Coaching career (HC unless noted)

Baseball
- 1934–1946: Harvard (JV)
- 1947–1948: Harvard

Basketball
- 1925–1928: Harvard (freshmen)
- 1933–1934: Harvard (freshmen)

Administrative career (AD unless noted)
- 1927–1961: Harvard (dir. of intramural sports)
- 1961–1963: Harvard (assistant AD)
- 1963–1964: Harvard (associate AD)
- 1964–1970: Harvard
- 1971–1975: Yankee Conference (commissioner)

= Adolph Samborski =

American college athletics administrator (1904–1977)

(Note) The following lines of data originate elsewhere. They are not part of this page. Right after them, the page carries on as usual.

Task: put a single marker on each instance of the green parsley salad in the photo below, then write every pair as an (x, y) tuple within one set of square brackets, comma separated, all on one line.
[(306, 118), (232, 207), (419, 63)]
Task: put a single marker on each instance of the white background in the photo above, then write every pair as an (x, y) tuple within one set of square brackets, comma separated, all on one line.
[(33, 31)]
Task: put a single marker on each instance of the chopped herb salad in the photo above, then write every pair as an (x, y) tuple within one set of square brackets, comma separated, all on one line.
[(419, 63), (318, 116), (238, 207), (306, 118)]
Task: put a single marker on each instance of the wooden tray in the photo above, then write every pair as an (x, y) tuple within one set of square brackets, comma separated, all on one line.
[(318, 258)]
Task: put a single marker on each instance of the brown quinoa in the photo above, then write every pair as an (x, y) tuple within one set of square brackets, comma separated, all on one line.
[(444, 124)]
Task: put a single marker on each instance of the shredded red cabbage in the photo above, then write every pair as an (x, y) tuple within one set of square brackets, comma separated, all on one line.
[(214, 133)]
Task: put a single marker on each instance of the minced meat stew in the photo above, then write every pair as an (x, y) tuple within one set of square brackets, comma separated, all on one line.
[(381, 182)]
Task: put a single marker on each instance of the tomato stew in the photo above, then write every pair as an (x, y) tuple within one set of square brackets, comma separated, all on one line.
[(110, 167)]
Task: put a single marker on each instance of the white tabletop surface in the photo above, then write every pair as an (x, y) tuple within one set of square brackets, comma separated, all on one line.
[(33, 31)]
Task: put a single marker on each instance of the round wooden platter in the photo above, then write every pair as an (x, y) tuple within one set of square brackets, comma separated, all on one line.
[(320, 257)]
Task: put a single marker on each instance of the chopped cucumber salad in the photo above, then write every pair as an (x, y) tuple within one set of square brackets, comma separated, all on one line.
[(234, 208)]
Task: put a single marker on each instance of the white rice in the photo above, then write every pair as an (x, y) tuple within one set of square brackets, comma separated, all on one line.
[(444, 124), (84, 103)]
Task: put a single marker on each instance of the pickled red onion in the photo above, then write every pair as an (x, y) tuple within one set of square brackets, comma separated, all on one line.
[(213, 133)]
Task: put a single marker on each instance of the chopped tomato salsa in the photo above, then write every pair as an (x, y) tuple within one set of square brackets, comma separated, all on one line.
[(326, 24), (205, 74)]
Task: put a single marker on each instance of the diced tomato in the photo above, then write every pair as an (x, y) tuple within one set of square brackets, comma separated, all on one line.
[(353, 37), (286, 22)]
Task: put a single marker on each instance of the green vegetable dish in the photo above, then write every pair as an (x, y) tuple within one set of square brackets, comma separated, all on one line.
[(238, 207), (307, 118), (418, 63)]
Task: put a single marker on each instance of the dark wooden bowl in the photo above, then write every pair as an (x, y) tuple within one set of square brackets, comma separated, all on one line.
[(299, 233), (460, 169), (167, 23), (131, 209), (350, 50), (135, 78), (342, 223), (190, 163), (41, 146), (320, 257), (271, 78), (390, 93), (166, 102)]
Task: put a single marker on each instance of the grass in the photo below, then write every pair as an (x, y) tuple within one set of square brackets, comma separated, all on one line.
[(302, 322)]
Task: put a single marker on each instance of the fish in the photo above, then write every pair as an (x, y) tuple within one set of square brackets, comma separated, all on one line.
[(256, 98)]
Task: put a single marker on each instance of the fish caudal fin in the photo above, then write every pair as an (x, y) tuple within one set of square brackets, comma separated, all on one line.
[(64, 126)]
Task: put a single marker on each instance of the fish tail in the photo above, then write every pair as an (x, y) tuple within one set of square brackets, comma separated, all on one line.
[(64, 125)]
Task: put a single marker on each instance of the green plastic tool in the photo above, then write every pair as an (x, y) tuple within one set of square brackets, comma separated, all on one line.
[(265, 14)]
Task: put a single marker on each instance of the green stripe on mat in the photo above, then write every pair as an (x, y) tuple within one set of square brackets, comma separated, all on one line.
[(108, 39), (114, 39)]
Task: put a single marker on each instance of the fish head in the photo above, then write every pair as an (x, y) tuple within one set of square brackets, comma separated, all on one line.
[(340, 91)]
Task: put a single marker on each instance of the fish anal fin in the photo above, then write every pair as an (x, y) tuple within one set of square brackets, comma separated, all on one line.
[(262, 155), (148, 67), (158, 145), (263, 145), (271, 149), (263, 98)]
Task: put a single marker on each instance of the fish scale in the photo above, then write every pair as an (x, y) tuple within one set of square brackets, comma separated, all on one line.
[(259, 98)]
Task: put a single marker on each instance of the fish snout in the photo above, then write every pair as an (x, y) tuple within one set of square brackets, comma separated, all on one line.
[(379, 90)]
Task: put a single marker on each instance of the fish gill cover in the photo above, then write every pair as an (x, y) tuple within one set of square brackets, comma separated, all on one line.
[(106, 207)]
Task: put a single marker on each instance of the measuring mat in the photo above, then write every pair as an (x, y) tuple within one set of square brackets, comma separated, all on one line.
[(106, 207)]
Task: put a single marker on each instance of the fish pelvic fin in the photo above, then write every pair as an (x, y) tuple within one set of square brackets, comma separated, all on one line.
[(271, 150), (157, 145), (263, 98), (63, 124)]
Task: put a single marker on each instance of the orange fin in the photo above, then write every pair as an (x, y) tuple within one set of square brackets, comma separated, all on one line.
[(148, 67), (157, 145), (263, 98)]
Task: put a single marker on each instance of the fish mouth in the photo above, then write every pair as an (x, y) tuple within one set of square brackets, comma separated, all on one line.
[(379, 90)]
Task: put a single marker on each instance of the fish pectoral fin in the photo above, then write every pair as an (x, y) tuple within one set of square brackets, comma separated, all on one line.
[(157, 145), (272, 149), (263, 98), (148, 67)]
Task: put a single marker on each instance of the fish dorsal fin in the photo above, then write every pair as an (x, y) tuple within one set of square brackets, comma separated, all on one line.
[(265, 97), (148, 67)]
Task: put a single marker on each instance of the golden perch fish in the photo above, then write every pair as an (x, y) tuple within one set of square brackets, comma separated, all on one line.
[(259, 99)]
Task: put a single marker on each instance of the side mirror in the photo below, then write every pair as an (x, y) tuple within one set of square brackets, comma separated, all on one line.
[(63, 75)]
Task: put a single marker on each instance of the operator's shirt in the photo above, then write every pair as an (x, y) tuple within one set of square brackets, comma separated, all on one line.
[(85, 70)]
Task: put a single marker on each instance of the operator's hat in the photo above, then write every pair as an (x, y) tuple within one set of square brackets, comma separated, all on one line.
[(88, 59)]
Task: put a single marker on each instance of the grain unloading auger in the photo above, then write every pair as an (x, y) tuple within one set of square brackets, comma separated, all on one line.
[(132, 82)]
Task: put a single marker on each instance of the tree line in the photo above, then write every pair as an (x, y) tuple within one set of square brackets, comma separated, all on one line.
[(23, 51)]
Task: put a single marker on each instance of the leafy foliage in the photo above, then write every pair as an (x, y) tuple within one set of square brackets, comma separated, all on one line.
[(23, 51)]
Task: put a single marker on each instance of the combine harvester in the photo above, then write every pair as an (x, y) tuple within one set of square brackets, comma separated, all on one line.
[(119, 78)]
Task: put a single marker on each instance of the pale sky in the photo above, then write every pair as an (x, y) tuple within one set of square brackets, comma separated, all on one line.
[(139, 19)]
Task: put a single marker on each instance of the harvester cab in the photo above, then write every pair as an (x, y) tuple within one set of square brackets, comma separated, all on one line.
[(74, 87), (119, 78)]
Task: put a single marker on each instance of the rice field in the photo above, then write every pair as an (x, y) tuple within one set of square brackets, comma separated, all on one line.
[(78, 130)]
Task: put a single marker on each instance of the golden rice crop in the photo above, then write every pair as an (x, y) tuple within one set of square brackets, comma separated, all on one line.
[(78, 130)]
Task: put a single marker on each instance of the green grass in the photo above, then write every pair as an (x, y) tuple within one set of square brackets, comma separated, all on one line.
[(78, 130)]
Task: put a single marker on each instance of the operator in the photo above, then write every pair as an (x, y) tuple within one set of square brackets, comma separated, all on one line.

Adolph Walter Samborski (February 10, 1904 – December 8, 1977) was an American coach and administrator who served as athletic director and head baseball coach at Harvard University.

==Athletic career==
Samborski attended Harvard after graduating from Westfield High School. He was captain of the freshman basketball team and the starting catcher on the freshman baseball team. He became a starting guard on the varsity basketball team his sophomore season and became the team captain as a junior. He was the backup varsity catcher his sophomore before taking over the starting job his junior year. He was also a fullback on the 1923 Harvard Crimson football team.

==Coaching==
Samborski graduated from Harvard College in 1925 and remained with the Crimson as freshman basketball coach while he earned master's degrees in education and European history. He also coached the Crimson's junior varsity baseball team and was the varsity baseball coach in 1947 and 1948. He gave up coaching in 1948 to focus on his job as director of intramural sports.

==Administration==
In 1927 Samborski presented Harvard with a plan for organized intramural sports. The plan was approved and he was named director of intramural sports. In 1961, Samborski became Harvard's assistant athletic director. In 1963 he was promoted to associate athletic director and took over as acting athletic director when Thomas Bolles retired on August 31, 1963. On March 10, 1964, he was given the job permanently. He retired in August 1970. From 1971 to 1975 he was the commissioner of the Yankee Conference. He died on December 8, 1977, in York, Maine after a long illness.